CURRENT MOON

Monday, September 22, 2008

Balance In Bad Times


There was a bit of, not mist, exactly, but haze this morning as I drove alongside the beautiful Potomac River on the way to work. The grasses and wildflowers along the way were definitely "Autumn" and the leaves on the trees were the dry, yellow, green that's so different from the pink, hazy, green of early Spring.

So, now it begins. The slide into Darkness, the coming of the cold, the time of moving inward.

And the "mundane" world is in chaos, not balance, and may well be for quite some time.

I did prosperity magic last night and called upon Hestia, the Erinyes, and Lakshmi.

Stockpile non-perishables. Keep your gas tank full. Figure out how many layers of clothing and blankets it will take to stay warm w/o heat this winter. Get an extra month or so of prescription meds set aside. Vitamins will keep almost forever and will make up for shortages of fruit (v likely) and vegs (possible) this winter. Do everything that you can to get and stay healthy.
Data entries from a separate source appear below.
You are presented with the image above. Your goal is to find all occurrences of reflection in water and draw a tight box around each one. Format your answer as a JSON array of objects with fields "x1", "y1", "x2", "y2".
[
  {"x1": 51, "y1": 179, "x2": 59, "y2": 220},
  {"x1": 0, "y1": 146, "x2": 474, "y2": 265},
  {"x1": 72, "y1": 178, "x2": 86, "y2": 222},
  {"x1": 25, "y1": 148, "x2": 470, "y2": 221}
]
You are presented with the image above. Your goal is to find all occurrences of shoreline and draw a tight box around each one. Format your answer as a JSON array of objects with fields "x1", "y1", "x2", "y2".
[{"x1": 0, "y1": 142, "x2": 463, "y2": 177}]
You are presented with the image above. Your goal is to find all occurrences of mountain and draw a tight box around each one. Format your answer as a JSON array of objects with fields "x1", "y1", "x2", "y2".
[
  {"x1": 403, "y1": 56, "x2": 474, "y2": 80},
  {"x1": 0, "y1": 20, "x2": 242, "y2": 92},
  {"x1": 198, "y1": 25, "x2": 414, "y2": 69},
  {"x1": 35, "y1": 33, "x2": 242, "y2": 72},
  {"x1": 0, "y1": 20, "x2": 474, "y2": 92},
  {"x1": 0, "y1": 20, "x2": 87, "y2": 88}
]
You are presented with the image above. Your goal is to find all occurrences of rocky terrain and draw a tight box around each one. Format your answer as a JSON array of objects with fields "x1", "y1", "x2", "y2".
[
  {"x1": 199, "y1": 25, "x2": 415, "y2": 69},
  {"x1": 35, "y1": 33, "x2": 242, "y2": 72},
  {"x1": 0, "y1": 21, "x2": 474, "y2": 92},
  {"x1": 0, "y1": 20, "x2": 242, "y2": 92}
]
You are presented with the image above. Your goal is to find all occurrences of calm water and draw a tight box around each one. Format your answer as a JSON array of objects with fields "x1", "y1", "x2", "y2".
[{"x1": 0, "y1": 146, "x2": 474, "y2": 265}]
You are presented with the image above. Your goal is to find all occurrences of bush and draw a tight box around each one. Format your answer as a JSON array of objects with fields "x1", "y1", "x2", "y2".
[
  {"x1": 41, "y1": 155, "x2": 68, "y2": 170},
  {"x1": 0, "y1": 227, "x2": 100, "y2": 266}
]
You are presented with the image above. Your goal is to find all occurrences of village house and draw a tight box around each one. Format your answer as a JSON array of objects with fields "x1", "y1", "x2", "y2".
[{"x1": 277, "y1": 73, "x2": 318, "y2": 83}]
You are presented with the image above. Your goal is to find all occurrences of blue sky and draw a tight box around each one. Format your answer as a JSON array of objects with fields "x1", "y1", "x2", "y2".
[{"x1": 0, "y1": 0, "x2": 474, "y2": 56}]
There are riches in the dark.

And, here's a poem for you:

Carl Sandburg - Potomac River Mist

ALL the policemen, saloonkeepers and efficiency experts in Toledo knew Bern Dailey; secretary ten years when Whitlock was
mayor.
Pickpockets, yeggs, three card men, he knew them all and how they flit from zone to zone, birds of wind and weather,
singers, fighters, scavengers.

The Washington monument pointed to a new moon for us and a gang from over the river sang ragtime to a ukelele.
The river mist marched up and down the Potomac, we hunted the fog-swept Lincoln Memorial, white as a blond woman’s arm.
We circled the city of Washington and came back home four o’clock in the morning, passing a sign: House Where Abraham
Lincoln Died, Admission 25 Cents.

I got a letter from him in Sweden and I sent him a postcard from Norway .. every newspaper from America ran news of
“the flu.”

The path of a night fog swept up the river to the Lincoln Memorial when I saw it again and alone at a winter’s end, the
marble in the mist white as a blond woman’s arm.

Photo foundhere.

2 comments:

Aquila ka Hecate said...

Many blessings to you on your Descent, sister Hecate.
Just remember that it won't be long and we'll be reversing directions again!

Love,
Terri in Joburg

Anonymous said...

Oh, I so miss this time in DC. The crispness of autumn and the beauty of the turning, crunching leaves along the Mall. A time of year when I could always feel magic in the air.